We found that out when Ramona went all stupid trigger happy on them. I haven’t properly mourned her yet, I’m still so fucking angry at her for it. She would still be here if she hadn’t shot at them.
Famous last words.
I exhale a muffled, loaded breath, then tuck the butt of the rifle to my shoulder.
I aim around the stilts… but it’s no good.
I’m too low to the ground to shoot the ice. My aim isn’t reliable from this angle.
I’m not a fucking marksman. Everything I know I learned in the blackout.
I roll my weight onto my side, then clammer into a crouch. The chill prickles at my cheeks as I slowly rise from the shield of the boat and aim the rifle over the edge.
But they aren’t standing still anymore.
One silhouette moves in a slow, steady circle on the ice—and after a lengthy exhale of cold, misty breath, I realise he’s circling her.

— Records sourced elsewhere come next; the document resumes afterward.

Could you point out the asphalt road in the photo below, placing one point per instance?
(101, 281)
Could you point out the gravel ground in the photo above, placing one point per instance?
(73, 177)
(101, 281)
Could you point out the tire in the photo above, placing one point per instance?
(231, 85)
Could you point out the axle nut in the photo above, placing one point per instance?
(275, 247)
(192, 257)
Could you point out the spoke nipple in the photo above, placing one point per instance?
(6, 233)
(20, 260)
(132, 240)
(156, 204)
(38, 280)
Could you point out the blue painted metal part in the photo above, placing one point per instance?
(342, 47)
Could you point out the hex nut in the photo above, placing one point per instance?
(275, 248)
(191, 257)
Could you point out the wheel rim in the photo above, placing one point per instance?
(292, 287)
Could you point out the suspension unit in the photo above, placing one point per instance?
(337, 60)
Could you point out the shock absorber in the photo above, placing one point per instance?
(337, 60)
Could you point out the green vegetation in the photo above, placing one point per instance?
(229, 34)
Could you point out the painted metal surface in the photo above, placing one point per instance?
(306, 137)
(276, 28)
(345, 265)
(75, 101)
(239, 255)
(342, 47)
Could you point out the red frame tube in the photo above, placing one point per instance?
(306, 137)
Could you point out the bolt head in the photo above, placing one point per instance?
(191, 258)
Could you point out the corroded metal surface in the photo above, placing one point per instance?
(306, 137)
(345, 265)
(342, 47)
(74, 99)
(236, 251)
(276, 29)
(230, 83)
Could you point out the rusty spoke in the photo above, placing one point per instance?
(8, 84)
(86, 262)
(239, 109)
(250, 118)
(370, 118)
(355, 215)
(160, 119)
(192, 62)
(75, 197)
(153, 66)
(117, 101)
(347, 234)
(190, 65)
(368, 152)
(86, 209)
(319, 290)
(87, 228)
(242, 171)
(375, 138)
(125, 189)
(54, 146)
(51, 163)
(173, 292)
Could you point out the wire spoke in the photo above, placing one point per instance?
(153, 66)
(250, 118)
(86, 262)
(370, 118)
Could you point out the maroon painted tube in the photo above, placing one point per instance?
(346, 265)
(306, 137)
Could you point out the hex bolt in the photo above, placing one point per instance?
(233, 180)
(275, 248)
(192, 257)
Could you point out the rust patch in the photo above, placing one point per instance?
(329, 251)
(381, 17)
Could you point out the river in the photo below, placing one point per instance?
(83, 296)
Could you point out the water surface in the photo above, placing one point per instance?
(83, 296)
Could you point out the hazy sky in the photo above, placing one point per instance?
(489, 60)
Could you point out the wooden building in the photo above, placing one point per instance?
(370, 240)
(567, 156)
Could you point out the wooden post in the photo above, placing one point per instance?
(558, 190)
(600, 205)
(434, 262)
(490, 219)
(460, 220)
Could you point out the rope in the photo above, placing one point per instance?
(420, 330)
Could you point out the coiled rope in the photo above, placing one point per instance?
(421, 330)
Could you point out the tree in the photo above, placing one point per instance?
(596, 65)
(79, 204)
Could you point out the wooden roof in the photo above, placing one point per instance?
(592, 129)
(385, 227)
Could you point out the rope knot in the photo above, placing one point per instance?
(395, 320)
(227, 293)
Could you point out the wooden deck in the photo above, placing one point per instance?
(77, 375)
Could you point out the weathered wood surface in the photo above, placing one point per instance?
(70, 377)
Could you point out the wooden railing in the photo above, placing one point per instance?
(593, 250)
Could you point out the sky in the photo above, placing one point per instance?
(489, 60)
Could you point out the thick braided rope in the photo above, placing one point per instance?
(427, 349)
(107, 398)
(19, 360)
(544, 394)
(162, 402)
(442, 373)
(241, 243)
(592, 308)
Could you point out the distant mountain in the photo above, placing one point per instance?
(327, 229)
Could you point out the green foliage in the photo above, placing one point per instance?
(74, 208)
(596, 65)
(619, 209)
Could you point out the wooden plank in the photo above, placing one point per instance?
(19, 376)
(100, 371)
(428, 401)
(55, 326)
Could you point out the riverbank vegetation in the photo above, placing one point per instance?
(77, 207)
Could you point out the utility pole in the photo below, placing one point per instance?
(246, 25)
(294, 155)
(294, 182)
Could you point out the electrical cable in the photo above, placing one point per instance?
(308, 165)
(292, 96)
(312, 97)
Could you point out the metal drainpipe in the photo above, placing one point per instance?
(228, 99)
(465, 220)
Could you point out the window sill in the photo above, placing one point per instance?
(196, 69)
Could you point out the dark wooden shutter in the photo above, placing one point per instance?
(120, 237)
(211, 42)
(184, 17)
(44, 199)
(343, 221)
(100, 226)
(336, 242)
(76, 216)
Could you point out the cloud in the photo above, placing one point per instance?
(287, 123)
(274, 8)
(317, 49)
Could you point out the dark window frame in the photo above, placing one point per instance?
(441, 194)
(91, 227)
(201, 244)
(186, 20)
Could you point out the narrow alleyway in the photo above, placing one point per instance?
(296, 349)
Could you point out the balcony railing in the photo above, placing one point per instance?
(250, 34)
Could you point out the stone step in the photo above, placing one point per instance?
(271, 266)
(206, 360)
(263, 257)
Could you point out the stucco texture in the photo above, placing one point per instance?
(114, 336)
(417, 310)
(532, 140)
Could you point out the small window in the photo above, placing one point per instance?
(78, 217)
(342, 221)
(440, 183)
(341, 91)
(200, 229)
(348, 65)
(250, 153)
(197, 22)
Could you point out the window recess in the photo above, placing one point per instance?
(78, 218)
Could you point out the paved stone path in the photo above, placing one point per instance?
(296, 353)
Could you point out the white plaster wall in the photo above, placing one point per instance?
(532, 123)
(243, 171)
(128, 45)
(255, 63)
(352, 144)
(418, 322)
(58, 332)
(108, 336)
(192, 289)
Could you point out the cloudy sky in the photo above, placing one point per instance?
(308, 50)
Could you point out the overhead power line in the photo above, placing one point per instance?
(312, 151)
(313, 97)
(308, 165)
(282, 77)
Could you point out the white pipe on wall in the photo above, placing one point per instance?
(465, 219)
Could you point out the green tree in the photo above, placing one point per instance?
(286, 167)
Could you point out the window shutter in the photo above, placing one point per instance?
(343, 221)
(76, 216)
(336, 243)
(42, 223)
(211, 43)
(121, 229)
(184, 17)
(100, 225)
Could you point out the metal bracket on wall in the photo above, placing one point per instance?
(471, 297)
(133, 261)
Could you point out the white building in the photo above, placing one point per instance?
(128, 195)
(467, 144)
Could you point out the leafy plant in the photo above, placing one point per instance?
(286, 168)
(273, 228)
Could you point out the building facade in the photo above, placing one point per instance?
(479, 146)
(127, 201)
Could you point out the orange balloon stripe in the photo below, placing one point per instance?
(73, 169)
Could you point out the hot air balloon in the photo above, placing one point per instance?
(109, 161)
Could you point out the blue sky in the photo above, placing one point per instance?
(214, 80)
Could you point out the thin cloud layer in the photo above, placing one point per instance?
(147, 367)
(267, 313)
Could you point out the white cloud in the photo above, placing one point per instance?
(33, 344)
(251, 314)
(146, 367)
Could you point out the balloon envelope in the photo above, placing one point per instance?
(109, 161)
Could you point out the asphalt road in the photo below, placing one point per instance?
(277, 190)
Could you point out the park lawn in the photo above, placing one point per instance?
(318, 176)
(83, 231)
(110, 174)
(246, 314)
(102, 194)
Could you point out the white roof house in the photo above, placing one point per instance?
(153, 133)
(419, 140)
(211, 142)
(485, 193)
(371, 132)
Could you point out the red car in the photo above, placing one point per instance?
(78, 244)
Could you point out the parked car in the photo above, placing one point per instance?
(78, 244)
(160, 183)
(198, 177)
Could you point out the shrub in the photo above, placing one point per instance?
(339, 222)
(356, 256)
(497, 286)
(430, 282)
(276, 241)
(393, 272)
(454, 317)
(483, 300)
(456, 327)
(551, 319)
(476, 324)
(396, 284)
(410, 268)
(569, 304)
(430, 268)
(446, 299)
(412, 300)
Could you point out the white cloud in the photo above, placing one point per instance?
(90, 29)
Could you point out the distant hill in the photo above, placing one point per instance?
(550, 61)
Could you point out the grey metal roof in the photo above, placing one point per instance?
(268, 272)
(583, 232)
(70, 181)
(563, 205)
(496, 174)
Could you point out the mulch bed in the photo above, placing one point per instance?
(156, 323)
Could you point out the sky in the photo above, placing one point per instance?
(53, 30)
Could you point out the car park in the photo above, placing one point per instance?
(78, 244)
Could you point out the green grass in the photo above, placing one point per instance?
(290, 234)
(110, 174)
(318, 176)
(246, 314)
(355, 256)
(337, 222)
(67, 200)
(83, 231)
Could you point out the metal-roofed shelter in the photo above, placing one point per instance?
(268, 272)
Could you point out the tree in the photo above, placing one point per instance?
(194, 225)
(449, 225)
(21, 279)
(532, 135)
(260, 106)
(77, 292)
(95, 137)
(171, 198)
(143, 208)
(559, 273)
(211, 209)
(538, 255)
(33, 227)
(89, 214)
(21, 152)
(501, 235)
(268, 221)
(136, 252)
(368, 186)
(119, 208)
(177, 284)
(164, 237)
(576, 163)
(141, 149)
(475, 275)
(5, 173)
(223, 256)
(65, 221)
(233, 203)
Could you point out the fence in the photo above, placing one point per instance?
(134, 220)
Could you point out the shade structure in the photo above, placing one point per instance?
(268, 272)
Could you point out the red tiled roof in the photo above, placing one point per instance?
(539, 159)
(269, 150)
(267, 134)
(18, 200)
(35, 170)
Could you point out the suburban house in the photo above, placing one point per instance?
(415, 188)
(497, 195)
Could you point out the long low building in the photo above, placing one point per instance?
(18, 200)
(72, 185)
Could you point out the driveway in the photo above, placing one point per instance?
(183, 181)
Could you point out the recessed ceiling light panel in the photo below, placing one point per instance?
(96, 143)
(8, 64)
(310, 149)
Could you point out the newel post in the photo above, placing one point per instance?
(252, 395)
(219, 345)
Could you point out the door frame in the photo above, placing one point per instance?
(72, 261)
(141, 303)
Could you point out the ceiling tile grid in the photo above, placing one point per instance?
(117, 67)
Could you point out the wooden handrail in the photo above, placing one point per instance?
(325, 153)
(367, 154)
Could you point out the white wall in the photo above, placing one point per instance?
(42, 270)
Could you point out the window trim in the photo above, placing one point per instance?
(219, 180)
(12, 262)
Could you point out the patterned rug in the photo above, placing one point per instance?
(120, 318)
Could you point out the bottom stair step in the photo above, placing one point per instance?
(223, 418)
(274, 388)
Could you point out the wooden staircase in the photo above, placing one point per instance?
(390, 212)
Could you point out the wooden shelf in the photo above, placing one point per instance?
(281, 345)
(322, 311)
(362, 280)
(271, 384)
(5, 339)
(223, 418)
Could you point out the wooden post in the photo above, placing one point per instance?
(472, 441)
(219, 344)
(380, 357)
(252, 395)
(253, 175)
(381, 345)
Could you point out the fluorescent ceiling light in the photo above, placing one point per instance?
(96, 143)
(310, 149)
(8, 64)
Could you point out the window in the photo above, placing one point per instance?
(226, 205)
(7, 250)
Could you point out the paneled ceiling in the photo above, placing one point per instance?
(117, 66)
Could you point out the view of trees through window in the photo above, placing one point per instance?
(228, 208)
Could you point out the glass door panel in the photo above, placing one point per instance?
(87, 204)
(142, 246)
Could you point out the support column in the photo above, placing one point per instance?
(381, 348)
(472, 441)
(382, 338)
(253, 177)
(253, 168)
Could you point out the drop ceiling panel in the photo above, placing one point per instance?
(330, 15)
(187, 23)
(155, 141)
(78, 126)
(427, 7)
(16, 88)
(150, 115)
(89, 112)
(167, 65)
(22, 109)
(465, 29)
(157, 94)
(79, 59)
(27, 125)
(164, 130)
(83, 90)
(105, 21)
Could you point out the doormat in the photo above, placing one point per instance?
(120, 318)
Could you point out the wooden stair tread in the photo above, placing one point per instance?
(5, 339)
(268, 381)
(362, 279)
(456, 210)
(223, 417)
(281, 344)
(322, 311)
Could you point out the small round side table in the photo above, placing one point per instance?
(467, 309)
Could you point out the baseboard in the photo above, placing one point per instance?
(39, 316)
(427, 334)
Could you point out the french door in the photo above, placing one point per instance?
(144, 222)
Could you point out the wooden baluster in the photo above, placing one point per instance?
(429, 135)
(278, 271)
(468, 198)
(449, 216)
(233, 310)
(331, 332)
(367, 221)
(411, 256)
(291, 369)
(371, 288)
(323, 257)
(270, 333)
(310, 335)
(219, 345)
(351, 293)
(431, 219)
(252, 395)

One hand cupping the underside of the rifle, I tap my finger on the CB button.
One, two.
Wait.
I narrow my eyes on the distance as though it’ll help me see better. It doesn’t, not at all.
Bee doesn’t reveal anything. Her silhouette, her mere outline, doesn’t give away if she heard me or not.
But the dark warrior…
Oh, he heard it.
He stops in his tracks.
Washed in torchlight, his head is cocked to the side, still facing Bee, and I wonder if he’s looking at her or the radio clasped to her belt.
Whatever made him stop circling her, it came at the exact moment I sent the code through the static.
I loosen a steadying breath, then readjust my aim. One stray bullet, one panicked shot, one drifted aim, and I might hit Bee.
Worse, I might hit the ice beneath her, and then she’s gone. No saving her once the water gets her.
I shift the aim of the barrel to the dark one’s boots—at theheels.
My finger slips around the trigger, a ghost of a touch, gloved but cold to the bone.
I swallow, thick.
A ball is lodged in my throat, bobbing with my heartbeats, like my heart has shrunk to the size of a fruit pit, then got itself stuck in there.
The panic is cold.
I fight it with deep, shuddering breaths I try to steady. But if I get this wrong… even if my aim is faithful, if I get this wrong, and the dark male doesn’t get swept away by the waters beneath…
I shudder with the risk.
Emily does, too.
I hear her rapid breaths muffled against her gloved palm. I can almost taste the salt of her tears in the air between us.